Pension funds may rescue the economy!
In an open letter to President George Bush, Edward H. Friend and Robert Neilson recommended relaxing the rules requiring employers to make up shortfalls in their pension funds by stepping up contributions in a short period of time. The Nov. 22 letter suggested employers be allowed to base contributions on a modified actuarial value of pension plan assets that would be computed using a 10-year smoothing for investment returns, which would "discourage employers from downsizing, diminish employee layoff fears and, as a consequence, stimulate consumer spending."
Messrs. Friend and Neilson also recommended requiring plan actuaries to certify that this modified approach would not affect the pension plans' ability to pay benefits and allowing companies to use the freed up cash only to save jobs.
Mr. Friend runs EFI Actuaries, an actuarial consulting firm in Washington; Mr.

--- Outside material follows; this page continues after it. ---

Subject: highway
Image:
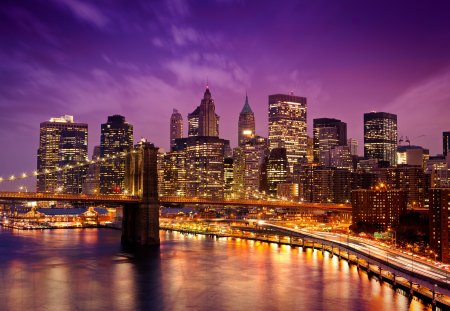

Neilson is counsellor at EFI and is former chairman of the City of Miramar (Fla.) Firefighters' Pension Plan.
And, separately, some more help for plan sponsors might be on the way.
In the fiscal 2004 federal budget Mr. Bush will present to Congress early next February, the Bush administration intends to offer a substitute for 30-year Treasury bonds, according to Bill Sweetnam, benefits tax counsel at the Treasury Department. He declined, however, to offer details about the proposed new benchmark for calculating pension fund liabilities, insurance premiums for the Pension Benefit Guaranty Corp. and lump-sum pension payouts.
For more than a year now, the ERISA Industry Committee has been urging the Treasury Department to use a new composite corporate bond index that would be an average of several indexes of high-grade long-term bonds. And just last week, the American Benefits Council also urged lawmakers to enact legislation in the 108th Congress, creating a benchmark that would track the returns of a pension fund portfolio conservatively invested in corporate bonds.